Five habits that keep you above the line
- Capture at the door, not the desk. Mobile clock-in/out with reliable GPS as the default; reserve telephony and back-office fixes for genuine exceptions.
- Prompt before the gap happens. Flag a forgotten clock-out in real time. Prevention beats cleanup — and cleanup is what costs you the edit.
- Watch the rate weekly, per payer, so you can correct course before the quarter closes.
- Coach the few driving most edits. Manual edits cluster. A short, targeted coaching list fixes the bulk far faster than blanket retraining.
- Confirm the data actually reached HHAeXchange. Reconcile transmissions against your records — never assume they landed.
How Caretap EVV software keeps you above 85%?
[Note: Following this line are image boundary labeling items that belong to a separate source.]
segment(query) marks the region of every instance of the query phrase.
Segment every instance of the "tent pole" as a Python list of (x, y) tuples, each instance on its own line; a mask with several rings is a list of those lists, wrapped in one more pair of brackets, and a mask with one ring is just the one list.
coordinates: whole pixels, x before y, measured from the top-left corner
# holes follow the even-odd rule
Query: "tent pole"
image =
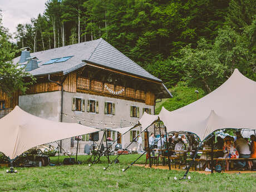
[[(159, 119), (157, 119), (157, 120), (156, 121), (154, 121), (152, 124), (151, 124), (150, 125), (149, 125), (146, 129), (145, 129), (143, 131), (142, 131), (141, 132), (140, 132), (140, 134), (141, 134), (142, 132), (144, 132), (146, 130), (147, 130), (147, 128), (149, 127), (150, 126), (151, 126), (152, 125), (153, 125), (154, 124), (155, 124), (155, 122), (157, 122), (158, 121), (159, 121)], [(134, 140), (135, 140), (137, 137), (139, 136), (139, 135), (137, 135), (137, 136), (134, 138)], [(115, 162), (116, 161), (116, 160), (117, 159), (117, 158), (121, 155), (122, 154), (123, 152), (126, 150), (129, 147), (130, 145), (131, 145), (132, 143), (134, 142), (134, 140), (132, 140), (132, 141), (131, 141), (131, 142), (128, 145), (128, 146), (124, 150), (123, 150), (122, 152), (121, 152), (121, 153), (117, 155), (117, 156), (114, 160), (111, 161), (111, 163), (110, 164), (109, 164), (109, 165), (107, 165), (107, 166), (106, 167), (106, 168), (104, 168), (104, 170), (106, 170), (109, 166), (110, 165), (112, 165), (113, 164), (114, 162)]]
[(170, 163), (170, 152), (169, 152), (169, 141), (168, 141), (168, 138), (167, 137), (167, 131), (166, 131), (166, 127), (165, 126), (164, 126), (164, 129), (165, 131), (165, 139), (166, 139), (166, 147), (167, 147), (167, 152), (168, 154), (168, 166), (169, 166), (169, 170), (171, 170), (171, 164)]
[(109, 163), (109, 164), (110, 164), (110, 161), (109, 160), (109, 149), (107, 148), (107, 133), (106, 133), (107, 130), (104, 132), (105, 135), (106, 136), (106, 146), (107, 147), (107, 162)]
[[(154, 130), (155, 130), (155, 127), (154, 127)], [(147, 128), (146, 129), (146, 133), (147, 133), (147, 150), (148, 150), (148, 154), (149, 154), (149, 166), (151, 168), (152, 167), (151, 158), (151, 155), (150, 155), (150, 148), (149, 147), (149, 131), (147, 131)]]
[[(158, 142), (158, 141), (159, 141), (159, 140), (158, 140), (157, 141), (157, 142)], [(150, 148), (151, 149), (151, 148)], [(140, 156), (139, 157), (137, 157), (136, 159), (136, 160), (135, 160), (134, 162), (132, 162), (130, 165), (129, 165), (125, 169), (123, 169), (122, 171), (125, 171), (126, 170), (127, 170), (129, 168), (130, 168), (133, 164), (134, 164), (135, 163), (136, 161), (137, 161), (139, 159), (140, 159), (143, 155), (144, 155), (146, 152), (147, 152), (146, 150), (145, 150), (141, 155), (140, 155)]]
[(198, 146), (198, 147), (196, 148), (196, 150), (195, 152), (195, 155), (194, 155), (194, 156), (193, 156), (193, 159), (192, 159), (192, 161), (191, 161), (191, 163), (190, 164), (189, 164), (189, 167), (188, 168), (186, 171), (186, 173), (185, 173), (184, 175), (183, 176), (183, 178), (180, 179), (185, 179), (186, 178), (186, 175), (188, 175), (188, 174), (189, 173), (189, 169), (190, 169), (190, 167), (191, 166), (192, 164), (193, 164), (193, 163), (195, 161), (195, 157), (196, 156), (196, 155), (198, 154), (198, 151), (199, 150), (199, 149), (201, 147), (201, 146), (202, 145), (202, 142), (200, 142)]
[[(213, 136), (214, 135), (213, 135)], [(214, 137), (211, 137), (211, 174), (213, 174), (213, 145), (214, 143)]]
[(77, 144), (76, 145), (76, 163), (77, 163), (77, 153), (78, 152), (78, 142), (79, 142), (79, 136), (77, 136)]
Every habit in this guide comes down to the same thing: capturing each visit cleanly at the source and seeing your rate early enough to act. That’s precisely what Caretap’s Michigan EVV software is built to do — and because Michigan uses an open vendor model, Caretap connects straight to HHAeXchange via EDI, so you’re never locked into one tool to stay compliant.
And EVV on Caretap is always $0 — on the same open vendor model Michigan uses. It’s one piece of a connected platform that runs scheduling, billing, payroll, reporting, and compliance from a single source of truth, so verified visits flow straight into clean claims and payroll without double entry. Every day, 12,000+ caregivers capture visits on Caretap, and last year the platform billed $460M in claims for its agencies.
Your pre-review checklist
Run this in the final weeks before each quarterly review. Remember the schedule: the Apr–Jun quarter is reviewed in July, and Jul–Sep in October.
- Pull your clean-capture rate for every payer, not just the agency average.
- Confirm each payer is at or above 85% — with room to spare.
- Review the manual-edit log and identify the top 3 sources.
- Coach the caregivers and offices driving the most edits.
- Verify all app visits synced within 7 days and reached HHAeXchange.
- Confirm live-in caregiver attestations are current — not lapsed.
- Reconcile that verified visits match billed visits.